In 1987, the president of Burkina Faso and Marxist Pan-Africanist revolutionary, Thomas Sankara, had raised a rallying call for a “united front against debt”—“debt is neo-colonialism,” he had stressed, “controlled and dominated by imperialism, debt is a skillfully managed reconquest of Africa.”
35 years later, Sankara’s words still ring true, as Western private lenders continue to reap obscene profits off the very debt that is pushing people in countries such as Ghana further into poverty.
“These debts are simply unpayable not just because of the unfair international economic order. They are also unpayable because a lot of these loans serve the foreign policy interests of imperialist powers,” Kwesi Pratt Junior told Peoples Dispatch.

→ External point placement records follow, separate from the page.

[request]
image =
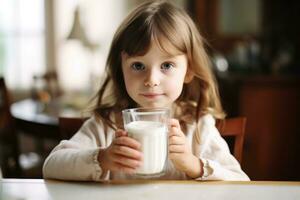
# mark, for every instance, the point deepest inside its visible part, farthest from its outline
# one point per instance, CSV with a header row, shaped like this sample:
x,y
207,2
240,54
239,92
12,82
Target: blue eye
x,y
166,66
138,66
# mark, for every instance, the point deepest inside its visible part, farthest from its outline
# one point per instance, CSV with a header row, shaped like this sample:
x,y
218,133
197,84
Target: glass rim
x,y
146,111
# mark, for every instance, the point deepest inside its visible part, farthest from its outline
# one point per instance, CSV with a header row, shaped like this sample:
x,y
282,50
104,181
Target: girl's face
x,y
155,79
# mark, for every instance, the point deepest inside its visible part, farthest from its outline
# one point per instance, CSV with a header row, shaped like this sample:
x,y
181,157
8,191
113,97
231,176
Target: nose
x,y
152,79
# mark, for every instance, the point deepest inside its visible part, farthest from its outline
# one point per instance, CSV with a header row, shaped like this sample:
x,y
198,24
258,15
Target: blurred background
x,y
52,58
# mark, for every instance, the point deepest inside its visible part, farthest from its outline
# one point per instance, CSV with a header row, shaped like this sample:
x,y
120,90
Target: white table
x,y
13,189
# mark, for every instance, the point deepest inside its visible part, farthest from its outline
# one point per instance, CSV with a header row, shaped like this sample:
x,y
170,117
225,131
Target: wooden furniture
x,y
233,131
271,105
9,146
68,126
143,189
49,85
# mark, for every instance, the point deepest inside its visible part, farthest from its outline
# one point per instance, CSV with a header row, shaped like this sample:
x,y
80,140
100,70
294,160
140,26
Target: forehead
x,y
157,49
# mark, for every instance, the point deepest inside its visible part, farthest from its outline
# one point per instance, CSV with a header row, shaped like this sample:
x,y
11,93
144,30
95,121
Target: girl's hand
x,y
122,155
180,153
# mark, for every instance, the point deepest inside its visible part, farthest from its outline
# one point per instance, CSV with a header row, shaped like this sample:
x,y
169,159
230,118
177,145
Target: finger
x,y
128,162
123,168
127,151
176,140
127,141
174,123
120,133
176,148
174,131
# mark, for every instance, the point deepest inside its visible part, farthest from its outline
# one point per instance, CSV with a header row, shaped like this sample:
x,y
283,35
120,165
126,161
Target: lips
x,y
151,95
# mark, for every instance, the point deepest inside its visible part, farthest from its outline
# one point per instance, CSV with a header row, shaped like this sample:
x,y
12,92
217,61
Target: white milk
x,y
153,138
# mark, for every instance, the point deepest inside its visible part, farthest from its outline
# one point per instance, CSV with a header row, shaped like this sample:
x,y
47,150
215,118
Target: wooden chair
x,y
68,126
46,86
233,131
9,146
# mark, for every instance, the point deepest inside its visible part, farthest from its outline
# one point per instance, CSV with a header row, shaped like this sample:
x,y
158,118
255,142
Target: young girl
x,y
157,59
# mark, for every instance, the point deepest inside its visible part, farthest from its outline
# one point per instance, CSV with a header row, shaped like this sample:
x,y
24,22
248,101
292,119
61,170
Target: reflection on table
x,y
211,190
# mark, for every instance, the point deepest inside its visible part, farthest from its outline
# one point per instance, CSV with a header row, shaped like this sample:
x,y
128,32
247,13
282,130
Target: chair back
x,y
233,131
9,146
46,84
68,126
5,115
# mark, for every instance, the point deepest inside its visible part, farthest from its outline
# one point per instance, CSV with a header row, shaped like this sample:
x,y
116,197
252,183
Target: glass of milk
x,y
149,126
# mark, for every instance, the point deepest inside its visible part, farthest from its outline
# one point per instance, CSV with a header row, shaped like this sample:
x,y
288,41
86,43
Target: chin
x,y
154,105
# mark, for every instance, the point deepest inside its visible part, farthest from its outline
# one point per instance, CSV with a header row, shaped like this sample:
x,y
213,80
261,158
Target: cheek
x,y
130,84
175,89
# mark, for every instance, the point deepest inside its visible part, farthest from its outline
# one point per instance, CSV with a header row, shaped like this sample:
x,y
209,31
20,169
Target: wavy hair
x,y
174,32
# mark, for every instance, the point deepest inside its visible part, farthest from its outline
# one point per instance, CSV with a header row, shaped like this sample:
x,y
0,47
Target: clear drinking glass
x,y
149,127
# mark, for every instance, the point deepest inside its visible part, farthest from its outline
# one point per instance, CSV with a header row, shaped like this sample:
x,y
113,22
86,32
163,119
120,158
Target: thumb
x,y
120,133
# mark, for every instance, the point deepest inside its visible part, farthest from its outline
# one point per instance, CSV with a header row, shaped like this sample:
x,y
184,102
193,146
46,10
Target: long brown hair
x,y
173,31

“The best example of this is Zaire (present day DRC) under Mobuto Sese Seko. Everybody knew that he was richer than his country, they knew that the loans that were being given to Zaire could not be repaid and yet they kept pumping in loans, because they wanted to hold up Zaire as a bastion against the expansion of communism.”
Pratt further added, “we are in the current condition because our economy is still modeled on colonialism. One of the best ways to understand this is to look at Ghana’s railway network—it always starts from areas of wealth, the mining areas of bauxite, gold, and diamonds, and ends up at the ports. These minerals do not move towards the centers of production, the factories, but they go to the ports to be exported out of the country.”
“This typifies the relationship between Ghana and the colonial metropolis,” he emphasized. “What does it mean when Ghana signs a foreign exchange retention agreement with mining companies allowing them to keep 98% of the total value of minerals exported from the country. In actuality, only about 2% of the value of what is mined in Ghana comes back to its economy. This has to change.”
For the SMG, the way out, not just for Ghana but for all of Africa, is through a fundamental restructuring of the economy and a return to the agenda of the independence movement—for the people to be able to determine their own political destiny and to own and use their natural resources for their own benefit.
“We need to build an economy that responds directly to the needs of the people, to restructure it in a way that will make land available to the tillers, and that will ensure that people have access to services such as healthcare and education,” Pratt added.